"What are you talking about?" I walked over, gulping my bite of banana. "All food has dots. Dots are normal. Just eat it."
By afternoon, my four year old son has splattered Legos and thrown books on their backs to construct a pain-inducing, slippery land mine. That's when I plop on the floor and wave the white flag. Snack time.
Instead of eating, I meet resistance.
Every day, TJ and I have the same conversation. Marks, black-stuff, something-yucky, I-don't-want-to-eat-that. TJ whips out his invisible super-microscope to whatever I put in front of him and can always find something wrong with it.
My explanations for food blemishes ring hollow to my little spiky-haired boy. Until one day, God has mercy on me. I come up with the answer.
"TJ, let me tell you something. Everything that is real has dots. If you find something that looks perfect, it's fake."
"Like pretend food, right?… They're plastic!" TJ concluded.
Safety In Hiding
I never thought there could be anything wrong with always being happy, nice and sunny. Whenever I encountered something hurtful, I'd brush myself off and kept pushing forward. I thought that trusting God meant being positive and never voicing my negative feelings.
As a result, I got really good at hiding my worries and struggles from everyone around me. Who wants to hear about troubles anyways? It was safer to be there for others, rather than revealing my feelings of fear, anger or despair.
I was just like TJ, resistant to the reality of dots.
Everything looked good on the outside. Inside, I was struggling with loneliness.
I probably could have gone on living this dual life indefinitely. Until God allowed a series of disappointments to enter and stay until they broke me. I could no longer hide.
It happened when I was single in my twenties. I came across a very difficult situation in my family. I had been praying for years for God to untangle deep-rooted problems that seemed to get worse, not better.
In my case, I was struggling with dysfunctional, co-dependent relationships with my single mother and younger sister. To make matters worse, I was overwhelmed with financial burdens, that resulted from the dysfunction.
Why wasn't He fixing anything?
The Whole Story
One night, as I was driving home feeling stressed and trapped in my predicament, everything inside me gave way. Heavy sheets of rain were pelting on my windshield, as I pulled over to the side of the road — and sobbed. Messy crying.
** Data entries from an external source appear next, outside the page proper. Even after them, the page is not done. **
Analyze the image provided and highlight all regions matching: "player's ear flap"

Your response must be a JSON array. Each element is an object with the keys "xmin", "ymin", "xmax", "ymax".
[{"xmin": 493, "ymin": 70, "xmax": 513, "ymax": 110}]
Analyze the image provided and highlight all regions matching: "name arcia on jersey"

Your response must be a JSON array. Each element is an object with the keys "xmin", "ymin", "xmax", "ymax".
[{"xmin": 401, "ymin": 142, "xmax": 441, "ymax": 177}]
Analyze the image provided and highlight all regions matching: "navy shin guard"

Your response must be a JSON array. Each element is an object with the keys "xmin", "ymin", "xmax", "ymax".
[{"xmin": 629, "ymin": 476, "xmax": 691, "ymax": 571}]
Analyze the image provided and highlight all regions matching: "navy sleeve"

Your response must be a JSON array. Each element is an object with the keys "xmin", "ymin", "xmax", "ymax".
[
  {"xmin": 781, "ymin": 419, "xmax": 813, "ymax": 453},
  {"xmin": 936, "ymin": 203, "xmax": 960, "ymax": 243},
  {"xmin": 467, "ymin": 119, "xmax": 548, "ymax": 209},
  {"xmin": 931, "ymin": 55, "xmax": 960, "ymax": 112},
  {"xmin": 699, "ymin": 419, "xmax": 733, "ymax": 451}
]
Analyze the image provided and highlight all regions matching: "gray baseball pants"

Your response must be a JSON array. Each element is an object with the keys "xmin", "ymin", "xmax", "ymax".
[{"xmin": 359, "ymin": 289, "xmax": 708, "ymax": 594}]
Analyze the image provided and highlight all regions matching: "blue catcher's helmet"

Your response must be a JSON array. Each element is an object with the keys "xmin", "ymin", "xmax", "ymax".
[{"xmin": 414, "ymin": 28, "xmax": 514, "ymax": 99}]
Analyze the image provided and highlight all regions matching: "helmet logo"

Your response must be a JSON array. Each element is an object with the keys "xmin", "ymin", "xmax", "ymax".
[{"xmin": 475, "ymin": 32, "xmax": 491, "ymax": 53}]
With my head down against the steering wheel, I creaked out a prayer.
I'm so lonely.
Although I knew Jesus loved me, I needed a warm body to hear me.
The next day, I called a trusted confidante.
For the first time, I told my story. The whole story.
I showed her my dots, the blemishes. The yucky stuff.
Instead of shrinking away in disgust and shock as I fully expected, this friend opened her arms to me and listened. When I looked in her eyes, I only found care and understanding.
I became real.
From there, I found strength to heal and courage to face my problems squarely.
Tell Your Story
I don't know what you may be going through right now. If you happen to be like me, uncomfortable with dots — smudges, spots and stains in your life — I want to encourage you to be real with someone.
Pray about who that safe someone might be and take a dare.
Tell her your story. Let her feel your scars and see your marks.
Maybe you're like me, growing up as child, without someone safe to love you when you felt weak and accept you when things went wrong. It could be that you're wondering why God isn't fixing things and making it all better.
The good news is that God hasn't forgot about you or your problems.
He is focused on your heart and letting you know that you are loved. He wants you to be real.
God may want you to start with a real person, so that He can comfort you in the skin of another. That's how it had to happen for me.
He loves us deeply. Dots and all. Flesh and blood, He made us.
I still find it difficult to share my needs, but I push myself to keep trying. I am learning there is freedom in being loved, by God and the friends who truly know and accept me. That was one blessing I didn't expect, coming out of hiding.
After all, plastic people aren't real… TJ can tell you that.
How is God calling you to become more real?
We are not like Moses, who would put a veil over his face
to keep the Israelites from gazing at it
while the radiance was fading away.
But, whenever anyone turns to the Lord, the veil is taken away."